Mali is a West African nation, home of the famous Mandingo people with a rich historical heritage. But like many other African nations, it has been subjected to the ravages of European colonisation and from which many Africans were ensnared, subjugated and subjected to the horrors of inhuman slavery. Today many of the descendants of its sons and daughters make up the black population of Caribbean nations.

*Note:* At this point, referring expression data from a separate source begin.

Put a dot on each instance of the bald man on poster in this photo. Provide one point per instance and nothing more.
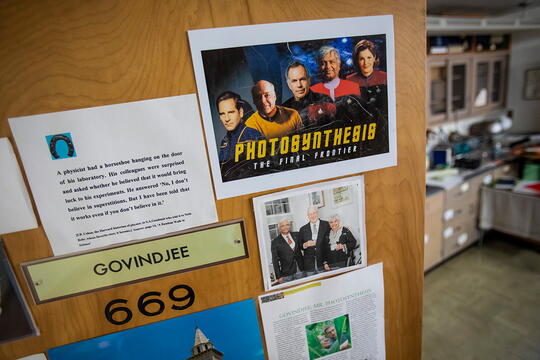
(270, 119)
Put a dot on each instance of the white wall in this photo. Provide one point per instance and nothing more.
(525, 54)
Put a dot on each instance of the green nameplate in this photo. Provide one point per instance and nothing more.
(58, 277)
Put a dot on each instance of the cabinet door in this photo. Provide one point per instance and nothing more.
(438, 92)
(459, 88)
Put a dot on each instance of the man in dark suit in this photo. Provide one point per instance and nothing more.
(286, 255)
(311, 236)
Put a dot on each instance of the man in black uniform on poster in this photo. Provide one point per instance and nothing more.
(315, 109)
(311, 236)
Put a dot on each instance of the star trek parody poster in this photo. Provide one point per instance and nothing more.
(289, 103)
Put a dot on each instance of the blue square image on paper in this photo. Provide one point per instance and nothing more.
(61, 146)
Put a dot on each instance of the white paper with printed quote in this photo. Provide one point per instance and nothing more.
(115, 173)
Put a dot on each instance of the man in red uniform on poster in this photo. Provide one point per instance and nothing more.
(329, 62)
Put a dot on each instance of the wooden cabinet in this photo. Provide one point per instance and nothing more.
(452, 216)
(465, 85)
(488, 83)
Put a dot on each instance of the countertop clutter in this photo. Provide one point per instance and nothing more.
(453, 194)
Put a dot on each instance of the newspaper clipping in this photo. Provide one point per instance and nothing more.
(338, 318)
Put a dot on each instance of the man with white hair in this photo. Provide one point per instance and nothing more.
(329, 62)
(270, 119)
(286, 255)
(311, 236)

Most of its existence over the last 500 years has been a sorrowful one, like that of so many of its neighbours in West Africa, at the hands of French colonisation and imperialism. They not only plundered and raped at will, but which even after independence kept what was called “francophone Africa’ in economic, social and cultural chains. Its famed city,Timbuktu, was renowned as a centre of culture, trade and education having one of the oldest universities in the world! Timbuktu is today a UNESCO World Heritage site. That the remains of Malians could today be found in St Vincent and the Grenadines, almost 4000 miles away is not retracing the ills of the slave trade of the past but rather reflective of similar ills being perpetuated today.

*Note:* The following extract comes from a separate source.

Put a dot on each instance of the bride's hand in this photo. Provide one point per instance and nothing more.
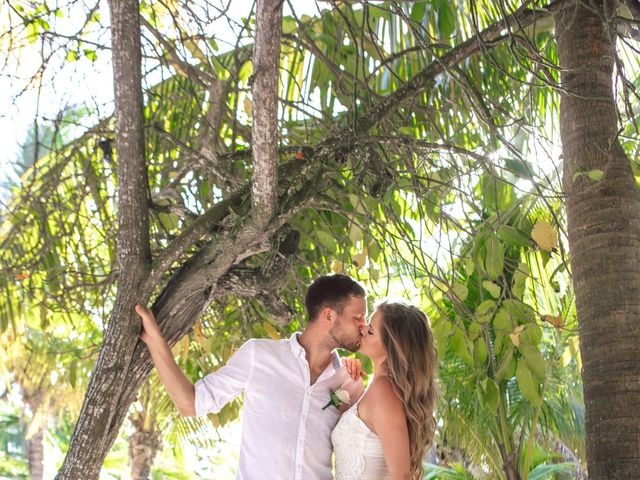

French domination of Mali and much of West Africa in the sixties continued up until the recent past with the plundering of its resources and impoverishment. It currently has a military government like Burkina Faso and Chad, but most of its people are still poverty-stricken. This has resulted in a perilous attempt at illegal migration, primarily aimed at Europe.

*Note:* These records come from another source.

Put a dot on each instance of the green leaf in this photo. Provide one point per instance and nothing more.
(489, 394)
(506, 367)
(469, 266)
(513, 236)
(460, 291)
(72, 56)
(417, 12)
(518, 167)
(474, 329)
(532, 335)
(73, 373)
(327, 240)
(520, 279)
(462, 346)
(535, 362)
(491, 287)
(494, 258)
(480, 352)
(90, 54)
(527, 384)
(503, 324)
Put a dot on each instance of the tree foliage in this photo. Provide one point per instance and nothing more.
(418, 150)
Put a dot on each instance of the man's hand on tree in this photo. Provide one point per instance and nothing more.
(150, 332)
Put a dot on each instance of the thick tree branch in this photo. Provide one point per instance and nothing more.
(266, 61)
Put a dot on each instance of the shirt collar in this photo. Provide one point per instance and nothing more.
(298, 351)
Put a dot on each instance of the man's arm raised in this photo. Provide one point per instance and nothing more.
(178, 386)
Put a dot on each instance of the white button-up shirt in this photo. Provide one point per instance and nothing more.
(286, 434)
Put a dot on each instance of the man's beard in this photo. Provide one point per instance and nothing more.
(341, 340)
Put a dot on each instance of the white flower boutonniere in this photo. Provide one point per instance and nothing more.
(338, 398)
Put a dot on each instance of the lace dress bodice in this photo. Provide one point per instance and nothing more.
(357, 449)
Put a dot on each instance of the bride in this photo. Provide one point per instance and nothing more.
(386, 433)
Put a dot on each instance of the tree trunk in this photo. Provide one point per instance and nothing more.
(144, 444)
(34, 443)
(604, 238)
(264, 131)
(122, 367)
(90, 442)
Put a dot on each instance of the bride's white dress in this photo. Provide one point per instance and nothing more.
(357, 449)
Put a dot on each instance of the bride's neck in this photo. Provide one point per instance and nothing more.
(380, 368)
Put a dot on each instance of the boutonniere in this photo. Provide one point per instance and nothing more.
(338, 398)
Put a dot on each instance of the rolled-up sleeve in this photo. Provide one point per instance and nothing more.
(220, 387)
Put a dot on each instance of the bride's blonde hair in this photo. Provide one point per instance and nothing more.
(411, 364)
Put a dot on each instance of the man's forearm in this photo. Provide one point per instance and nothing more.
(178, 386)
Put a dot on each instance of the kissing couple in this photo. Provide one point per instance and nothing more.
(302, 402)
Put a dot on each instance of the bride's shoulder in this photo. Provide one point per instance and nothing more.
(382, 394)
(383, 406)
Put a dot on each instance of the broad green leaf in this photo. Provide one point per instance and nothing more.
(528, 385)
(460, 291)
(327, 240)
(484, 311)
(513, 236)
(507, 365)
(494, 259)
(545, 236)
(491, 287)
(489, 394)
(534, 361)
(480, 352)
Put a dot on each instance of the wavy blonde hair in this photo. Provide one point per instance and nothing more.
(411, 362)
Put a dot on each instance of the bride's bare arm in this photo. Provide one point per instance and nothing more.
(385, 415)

Modern day human traffickers have been exploiting the situation charging West Africans for voyages in rickety vessels in perilous waters of the Atlantic and Mediterranean to try and make the trip to Europe. Some even try more hazardous routes across the Sahara Desert and via Libya to reach southern Europe.
What has been found in Canouan is a mere replication of many similar ill-fated voyages which have ended up on the shorelines of islands in the Canary and Cape Verde Island chains, or on shores off the coasts of Italy and Greece. Some have miraculously even made it to France attempting to cross the English Channel but have not always had more luck than those washed up on Canouan.
It is an indictment of the conditions in which hundreds of millions of Africans are still being forced to endure today leading to the ultimate desperation to pay for such perilous voyages. It is scandalous that the rape of Africa’s resources, particularly now of its “rare minerals” should be allowed to continue under the supervision and with the collusion of so many of today’s leaders.
This is why the concept of African liberation today carries such urgent meaning. To think of rotting African bodies washed up on our shores, or those of St Kitts and Grenada must heighten our concerns. The genocide currently being carried out in Palestine in full view of the world must be an affront to us as black people. Currently the people of Namibia in Southwest Africa are intensifying their demands for reparative justice from Germany for a similar genocide against their people.
We cannot, must not, stay silent in the face of all this injustice. The vessel found on the shore in Canouan is a powerful reminder of the tasks before us. No longer is the achievement of independence by itself, the appointments of local Prime Ministers, governments and armies sufficient. That much we have learnt, bitterly.
The paramount issues today are the quality of life of our people, the never-ending war against poverty and hunger, the enjoyment of fundamental human rights by all. The vessel in Canouan is there to remind us of all this and of the need to step up the fight for restorative justice world-wide.
- Renwick Rose is a Social and Political commentator.